Goodwin’s ’10 reasons why Britain will not rejoin the EU’: some thoughts

The sight of more heavy rain outside the window tells me it’s high summer. This means all the important people have gone on holiday to somewhere sunnier, leaving us hoi polloi to discuss politics.

As a result, I’m at my desk when Matt Goodwin’s latest Substack post arrives, heralded as a contribution to ‘silly season’.

The core argument is that talk of rejoining the EU is overblown, because there are lots of things that are problematic about membership.

Since Matt reminds me how many of us all subscribe to his Substack, I’ll assume you’ve read it.

As a first thought, this is classic eurosceptic messaging on the EU and European integration: it’s costly, it’s too intrusive but also not strong enough to sort things out, it’s lethargic and divided and it leaves the door open to millions of people coming here.

These messages don’t just date back to 2016, but to the mid-1990s.

The messages have hung around for two main reasons.

Each of them taps into wider discontents and emotions about politics, about foreigners, about fairness that allow them to leverage more engagement from audiences. Politicians are the least trusted profession in the UK, you say? Well maybe it’s not going to hurt my cause (whatever it is) to trash-talk them then, right? Certainly I can think of would-be populists who rail against the failings of the ‘new elite’ in just this manner.

But the messages also persist because they have something to them.

If I were being sniffy about Matt’s list I could argue that there are various things that are rather particular readings of situations, but actually most of it isn’t that arch.

Let’s take the first of his ‘very good reasons’:

  1. It will not be like it was before. The relationship will be harder and the terms will be worse. You will not get special opt-outs on things like Schengen, justice and home affairs. You will not get rebates. You will have to go all-in. And having already left once you will not be as influential as you were before.

“Fair enough” is my main response here.

The EU is in constant evolution, just like the UK, so to pretend one could just make like it’s 22 June 2016 and none of this ever happened is deeply naive. The opt-outs the UK secured during its membership came because it was there as new policy domains were developed: as a new member state it would have to cleave to what the EU already has in place.

And even more than influence is the question of whether the EU and its member states want to go around British involvement once again. If we can flip into increasing support in the few years since the referendum, then we can flop back in equally short order: a new membership wouldn’t settle things definitively, so why return to that psychodrama at all?

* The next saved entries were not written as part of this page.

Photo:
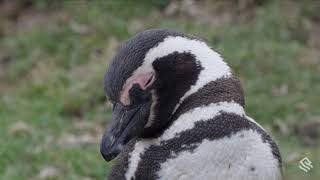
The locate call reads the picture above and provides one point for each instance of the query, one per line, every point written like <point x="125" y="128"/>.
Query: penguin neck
<point x="223" y="90"/>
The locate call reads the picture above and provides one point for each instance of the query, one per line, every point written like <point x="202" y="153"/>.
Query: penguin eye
<point x="109" y="104"/>
<point x="149" y="81"/>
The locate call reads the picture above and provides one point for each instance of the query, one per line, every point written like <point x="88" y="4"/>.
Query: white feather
<point x="243" y="156"/>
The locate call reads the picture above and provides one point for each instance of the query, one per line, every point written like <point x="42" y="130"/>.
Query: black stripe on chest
<point x="221" y="126"/>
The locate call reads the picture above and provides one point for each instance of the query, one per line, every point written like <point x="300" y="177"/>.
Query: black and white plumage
<point x="178" y="114"/>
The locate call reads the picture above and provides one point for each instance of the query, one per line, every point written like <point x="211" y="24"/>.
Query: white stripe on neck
<point x="187" y="120"/>
<point x="213" y="65"/>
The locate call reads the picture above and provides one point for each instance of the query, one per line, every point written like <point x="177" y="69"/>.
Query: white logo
<point x="305" y="164"/>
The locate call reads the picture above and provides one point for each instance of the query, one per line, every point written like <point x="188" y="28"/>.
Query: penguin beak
<point x="126" y="124"/>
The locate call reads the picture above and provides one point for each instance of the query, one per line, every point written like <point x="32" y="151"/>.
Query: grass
<point x="52" y="104"/>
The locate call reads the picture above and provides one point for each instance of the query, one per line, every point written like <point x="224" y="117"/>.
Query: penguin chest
<point x="236" y="157"/>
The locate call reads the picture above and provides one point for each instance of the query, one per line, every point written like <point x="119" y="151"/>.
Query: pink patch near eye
<point x="144" y="81"/>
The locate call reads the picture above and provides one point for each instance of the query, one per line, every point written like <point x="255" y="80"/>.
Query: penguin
<point x="178" y="113"/>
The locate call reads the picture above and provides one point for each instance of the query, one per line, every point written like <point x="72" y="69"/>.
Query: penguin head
<point x="148" y="79"/>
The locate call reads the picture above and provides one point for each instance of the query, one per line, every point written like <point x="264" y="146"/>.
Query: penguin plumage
<point x="178" y="113"/>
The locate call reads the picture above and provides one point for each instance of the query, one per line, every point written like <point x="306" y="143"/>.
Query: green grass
<point x="52" y="85"/>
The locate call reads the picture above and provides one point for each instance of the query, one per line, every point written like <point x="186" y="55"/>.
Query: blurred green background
<point x="53" y="55"/>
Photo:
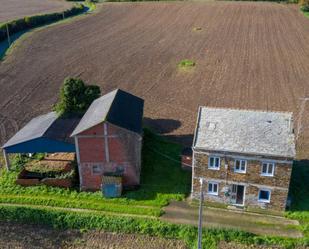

We might take from this that the EU is not the land of milk and honey, just as it also not the ‘end of a thousand years of history’: it’s a choice, and one with both costs and benefits.

Moreover, it should also remind us that this choice is not just for the UK alone: the EU has not only a voice but a vote, so for any kind of relationship beyond ignoring each other, there has to be common cause and agreement.

As such, Matt is right to argue that the polling is misleading and would tighten in any active debate on re-accession. Most people don’t actually know or care that much about the EU, so follow cues from others. If re-accession where to close in, then some of those people would discover costs or inconveniences that make them think again about the matter: it’s happened in every other accession to the EU and it’d happen here.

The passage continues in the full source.